The ancient Egyptian story of "King Neferkare and General Sasenet" survives only in fragments. It is often cited by people interested in Homosexuality in ancient Egypt as being proof that a homosexual relationship existed between a pharaoh and one of his officers. On the other hand, literature often reflects social mores: the tale is censorious of the king's conduct which may well reflect the attitude of the people towards homosexuality. It purports to describe the nightly exploits of Pepi II Neferkare; some like R. S. Bianchi think that it is a work of archaizing literature and dates to the 25th Dynasty referring to Shabaka Neferkare, a Kushite pharaoh.

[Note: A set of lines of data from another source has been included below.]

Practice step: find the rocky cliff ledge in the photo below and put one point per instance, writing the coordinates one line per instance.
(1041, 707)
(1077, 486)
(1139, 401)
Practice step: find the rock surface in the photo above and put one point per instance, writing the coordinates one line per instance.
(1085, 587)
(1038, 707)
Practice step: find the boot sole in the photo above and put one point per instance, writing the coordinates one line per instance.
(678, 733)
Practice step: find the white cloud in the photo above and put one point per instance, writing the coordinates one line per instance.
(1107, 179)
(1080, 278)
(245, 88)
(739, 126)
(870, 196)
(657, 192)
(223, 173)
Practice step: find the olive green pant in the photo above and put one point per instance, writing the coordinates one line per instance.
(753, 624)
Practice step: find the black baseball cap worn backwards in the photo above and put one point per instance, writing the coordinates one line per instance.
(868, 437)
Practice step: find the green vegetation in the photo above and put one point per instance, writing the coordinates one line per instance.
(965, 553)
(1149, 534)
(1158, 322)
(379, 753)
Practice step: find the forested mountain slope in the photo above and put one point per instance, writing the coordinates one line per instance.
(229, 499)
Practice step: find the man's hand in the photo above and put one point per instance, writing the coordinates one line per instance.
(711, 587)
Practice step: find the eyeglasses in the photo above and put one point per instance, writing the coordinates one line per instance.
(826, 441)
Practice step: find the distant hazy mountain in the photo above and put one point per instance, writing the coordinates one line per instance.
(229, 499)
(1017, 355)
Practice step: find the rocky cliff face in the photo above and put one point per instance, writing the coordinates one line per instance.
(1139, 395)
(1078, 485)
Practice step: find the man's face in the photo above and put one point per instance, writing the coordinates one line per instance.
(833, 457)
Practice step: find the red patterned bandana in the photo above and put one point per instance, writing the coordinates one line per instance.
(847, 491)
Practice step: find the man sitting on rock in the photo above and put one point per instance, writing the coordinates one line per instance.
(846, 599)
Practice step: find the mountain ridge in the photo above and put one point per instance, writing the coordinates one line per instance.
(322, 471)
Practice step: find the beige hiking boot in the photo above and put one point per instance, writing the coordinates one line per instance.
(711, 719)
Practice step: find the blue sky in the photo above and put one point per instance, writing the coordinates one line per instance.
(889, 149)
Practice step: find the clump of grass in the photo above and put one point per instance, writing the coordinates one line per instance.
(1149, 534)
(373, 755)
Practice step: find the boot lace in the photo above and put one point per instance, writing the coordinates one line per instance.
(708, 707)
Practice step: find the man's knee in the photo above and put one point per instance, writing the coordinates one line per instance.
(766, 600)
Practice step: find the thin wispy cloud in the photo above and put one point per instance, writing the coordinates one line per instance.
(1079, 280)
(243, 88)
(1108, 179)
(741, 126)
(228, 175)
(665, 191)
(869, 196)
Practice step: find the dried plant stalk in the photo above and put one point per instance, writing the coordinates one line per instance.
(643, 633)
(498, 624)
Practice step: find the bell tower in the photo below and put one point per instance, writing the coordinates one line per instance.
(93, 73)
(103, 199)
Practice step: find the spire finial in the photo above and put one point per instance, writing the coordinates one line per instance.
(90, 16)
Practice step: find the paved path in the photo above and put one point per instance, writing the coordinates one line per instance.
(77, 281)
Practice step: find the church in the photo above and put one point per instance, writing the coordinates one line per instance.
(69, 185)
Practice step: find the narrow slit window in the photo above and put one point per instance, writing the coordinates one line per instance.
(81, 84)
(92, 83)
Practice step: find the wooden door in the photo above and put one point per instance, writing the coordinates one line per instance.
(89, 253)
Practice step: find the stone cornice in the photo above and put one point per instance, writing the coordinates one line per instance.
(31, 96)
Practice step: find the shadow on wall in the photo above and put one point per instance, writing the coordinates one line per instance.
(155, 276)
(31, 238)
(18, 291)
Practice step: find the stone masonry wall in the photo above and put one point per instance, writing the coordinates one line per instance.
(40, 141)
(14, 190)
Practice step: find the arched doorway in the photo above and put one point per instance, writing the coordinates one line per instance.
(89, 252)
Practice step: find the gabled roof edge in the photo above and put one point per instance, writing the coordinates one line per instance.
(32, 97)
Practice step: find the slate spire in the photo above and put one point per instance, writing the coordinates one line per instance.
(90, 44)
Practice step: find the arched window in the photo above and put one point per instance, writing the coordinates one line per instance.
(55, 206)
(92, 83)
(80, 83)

The story is dated to the late New Kingdom though it was composed earlier. Only three sources for it survive, each containing only a part of the overall narrative:
- a wooden plaque, 18th or 19th Dynasty, now in the Institute for the Study of Ancient Cultures the University of Chicago
- an ostrakon, 20th dynasty, from Deir el-Medina
- the Papyrus Chassinat I, also known as Papyrus Louvre E 25351, 25th dynasty, now in the Louvre, Paris

It contains a reference to the ancient myth of the sun god Rê and the god of the realm of the dead Osiris. These two gods existed in a relationship of interdependence: Osiris needing the light of the sun while Re, who had to cross the underworld during the night to reach the eastern horizon in the morning, needed the resurrective powers of Osiris. Their union took place during the four hours of deepest darkness – the same hours Neferkare is said to spend with his general.